The Root of Madoff's Evil

How convenient for the judge and the media to paint Bernard Madoff as Mr. Evil, a uniquely venal blight on an otherwise responsible financial industry in which money is handled honestly and with transparency.

Madoff, sentenced Monday to 150 years in prison for bilking investors of billions, should be exhibit A in why the dark world of totally unregulated private money managers and hedge funds should be opened to the light of systematic government supervision. Instead, he is being treated as an aberrant menace, with the danger removed once the devil incarnate, as his victims describe him, is locked up and the key thrown away.

For goodness' sake this was not some sort of weird outsider who flipped out, but rather a key developer of the modern system of electronic trading and a founder and chairman of Nasdaq. Madoff often was called upon to help write the rules on financial regulation and therefore became quite expert at subverting them.

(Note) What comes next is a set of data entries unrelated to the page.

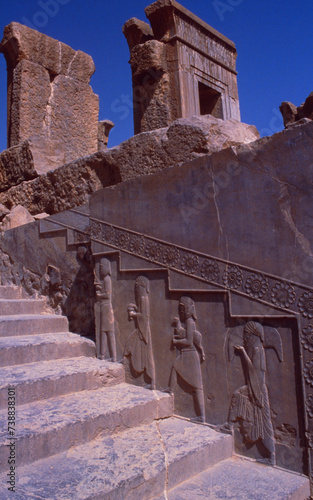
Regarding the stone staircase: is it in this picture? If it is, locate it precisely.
[0,287,309,500]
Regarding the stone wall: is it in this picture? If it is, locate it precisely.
[0,22,99,171]
[0,116,259,222]
[0,122,313,474]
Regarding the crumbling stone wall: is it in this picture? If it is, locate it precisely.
[123,0,240,134]
[0,22,99,168]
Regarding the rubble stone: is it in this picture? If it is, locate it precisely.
[1,205,35,231]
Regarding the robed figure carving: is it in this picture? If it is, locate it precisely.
[225,321,283,465]
[124,276,156,389]
[95,259,116,361]
[168,297,205,422]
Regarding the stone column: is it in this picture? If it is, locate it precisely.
[0,22,99,166]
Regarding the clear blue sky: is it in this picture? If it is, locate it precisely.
[0,0,313,151]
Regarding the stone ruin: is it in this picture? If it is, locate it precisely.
[123,0,240,134]
[0,0,313,500]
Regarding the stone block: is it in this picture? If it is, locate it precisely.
[0,142,37,193]
[44,75,99,163]
[130,40,167,78]
[0,314,68,337]
[0,22,95,83]
[166,457,310,500]
[0,333,96,367]
[98,120,114,151]
[8,59,51,147]
[0,358,124,408]
[0,382,172,470]
[0,299,45,316]
[123,17,153,51]
[1,205,35,231]
[0,23,99,164]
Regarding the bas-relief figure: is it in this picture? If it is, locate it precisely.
[168,297,205,422]
[124,276,156,390]
[222,321,283,465]
[95,259,116,361]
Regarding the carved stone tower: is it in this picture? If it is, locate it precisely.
[123,0,240,134]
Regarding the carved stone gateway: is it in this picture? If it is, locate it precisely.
[123,0,240,134]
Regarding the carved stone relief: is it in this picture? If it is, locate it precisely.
[95,258,116,361]
[124,276,156,389]
[224,321,283,465]
[169,297,205,422]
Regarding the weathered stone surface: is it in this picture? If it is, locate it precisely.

As Securities and Exchange Commission Inspector General H. David Kotz testified before Congress, the inspector general's office is looking into "[t]he extent to which the reputation and status of Bernard Madoff, and the fact that he served on SEC Advisory Committees, participated on securities industry boards and panels, and had social and professional relationships with SEC officials, may have affected commission decisions regarding investigations, examinations and inspections of his firm."

Those relationships were close (the personal ties included the marriage of one of Madoff's nieces to an SEC official) and stretched out over the decades during which Madoff was a major player on Wall Street. At the very time back in 1999 when the SEC was being formally warned that a Madoff scam was under way, Madoff was consulting with then-SEC Chairman Arthur Levitt Jr. on regulatory matters. When Levitt retired a year later, Madoff was quoted in the trades as paying tribute to him: "He brought all of us to the negotiating table time and time again, on a whole host of issues, and to a greater extent than any other SEC chairman."

Levitt wrote in a January 2009 opinion article in The Wall Street Journal, "I knew Bernie Madoff and had no reason to believe he was not a legitimate market maker, nor did anyone at that time know he was acting as an adviser to outside investors."

Nor was he required to tell anyone. And even if he had been, it's unlikely that part of Madoff's business would have been looked into. In the deregulatory mania of the preceding two decades, it had been assumed that such managers did not need regulating, and funding for the SEC kept getting cut. As Levitt noted in the article, it would only get worse:

"Since 2002, the number of investment advisers-such as Madoff Securities-has increased by 50%. Yet enforcement resources have been flat or even reduced. ... As a result, only about 10% of investment advisers can expect to be examined every three years, and the goal of inspecting every adviser once every five years-laughably light oversight in its own right-has been abandoned."

Money for proper oversight was not allocated because the prevailing ideology regarding private investment firms-embraced by President Bill Clinton ever as fervently as President George W. Bush would later-was the gospel of radical financial deregulation, a practice that has landed us in the larger banking mess. As with the trading in unregulated derivatives, all of the operations of private investor groups, such as hedge funds, were thought not to require government supervision because these were conducted by professional financiers dealing with sophisticated investors who knew what they were doing. If the investment went south, it was on their dime and there would be no innocent victims.

As we saw with the collapse of AIG and now Madoff, that notion is false because private investment contracts can involve the resources of charitable organizations and pension funds and can end up costing the homes, savings and jobs of ordinary citizens who have no idea of which end of this arcane stuff is up.

When Levitt worked for Clinton as head of the SEC, he teamed up with Alan Greenspan, Robert Rubin and Lawrence Summers to destroy what remained of financial service industry regulation imposed by President Franklin Roosevelt in response to the Great Depression. In recent years Levitt, alone among that gang of four, has criticized that action and accepted some personal responsibility for the subsequent financial meltdown.

He was right again when he stated in his January article: "The Madoff scandal should be a wake-up call for more consistent, uniform, and rigorous regulation of investment advising ... the final prod for a fundamental reform of the financial regulatory structure. ... "

He gets it. Let's hope that Congress does too and is not fooled by the argument of Wall Street lobbyists that Madoff was a lone rotten apple now safely discarded.